Tomar consciência de que a peça Júlio César de Shakespeare não ensina quase nada
sobre a Roma antiga, mas muito sobre a Inglaterra do final do século XVI, não diminui
em nada o poder da obra, colocando-se assim apenas seu valor de testemunho histórico
sob uma luz totalmente diferente. Da mesma forma O encouraçado Potemkin de Serguei
Eisenstein, embora relate acontecimentos da revolução de 1905, nos informa pouco sobre
a revolta do início do século, mas muito mais sobre a ideologia do regime bolchevique em
1925, ano de produção do filme. Assim deve ser para a Bíblia. Não se trata de uma
narrativa capaz de nos inculcar conhecimentos sobre a época que relata, mas de um
impressionante documento teológico didático, que pode eventualmente constituir um
documento sobre a época de sua redação. Este teria, certamente, possuído um valor
histórico mais confiável se pudéssemos ter conhecido com segurança as datas exatas da
escrita de cada uma de suas partes.

A Bíblia, considerada durante séculos pelas três culturas da religião monoteísta —


judaísmo, cristianismo e islã — um livro sagrado ditado por Deus, prova de sua revelação
e de sua supremacia, pôs-se cada vez mais, com a eclosão dos primeiros brotos da ideia
nacional, a servir como obra redigida por homens da Antiguidade para reconstituir seu
passado. Desde a época protonacional inglesa, e mais ainda entre os colonos puritanos da
América do Norte e os da África do Sul, o Livro dos Livros se tornou, por anacronismo
nutrido por ardente imaginação, uma espécie de modelo ideal para a formação de um
coletivo político-religioso moderno.121 Mas com o crescente esclarecimento judaico,
muitos indivíduos cultos começaram a ler a Bíblia sob uma luz secular.

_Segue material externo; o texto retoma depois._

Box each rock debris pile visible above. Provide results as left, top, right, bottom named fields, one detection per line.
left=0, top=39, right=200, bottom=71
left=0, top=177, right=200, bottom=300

No entanto, como este capítulo tentou mostrar, foi apenas com o advento da
historiografia protossionista, na segunda metade do século XIX, que a Bíblia claramente
desempenhou um papel importante no drama da formação da nação judaica moderna.
Da estante dos livros teológicos, ela passou à estante dos livros de história, e os adeptos
da nação judaica começaram a ler a Bíblia como um documento confiável sobre os
processos e os acontecimentos históricos. Mais ainda, foi elevada ao grau de “mito-
história”, que não seria posta em dúvida porque constitui uma verdade evidente. Ela se
tornou então o lugar da sacralidade laica intocável, ponto de partida obrigatório de toda
reflexão sobre as noções de povo e de nação.
A Bíblia serviu principalmente como marca “étnica” que indicava a origem comum de
mulheres e homens cujos dados e componentes culturais laicos eram completamente
diferentes, mas que eram detestados em razão de uma fé religiosa à qual praticamente já
não aderiam. Ela foi o fundamento da interiorização da representação de uma “nação”
antiga cuja existência remontava quase à criação do mundo na consciência de homens
que foram deslocados e se perderam no labirinto de uma modernidade rápida e
corrosiva. O confortável meio identitário da Bíblia, apesar de seu caráter de lenda
milagrosa, e talvez graças a ele, conseguiu lhes dar um sentimento de pertencimento
prolongado e quase eterno que o presente coercitivo e difícil era incapaz de prover.
Assim, o Antigo Testamento se transformou em um livro laico, ensinando às crianças
quais foram seus “antigos ancestrais” e com o qual os adultos logo partiram
gloriosamente em direção às guerras de colonização e de conquista da soberania.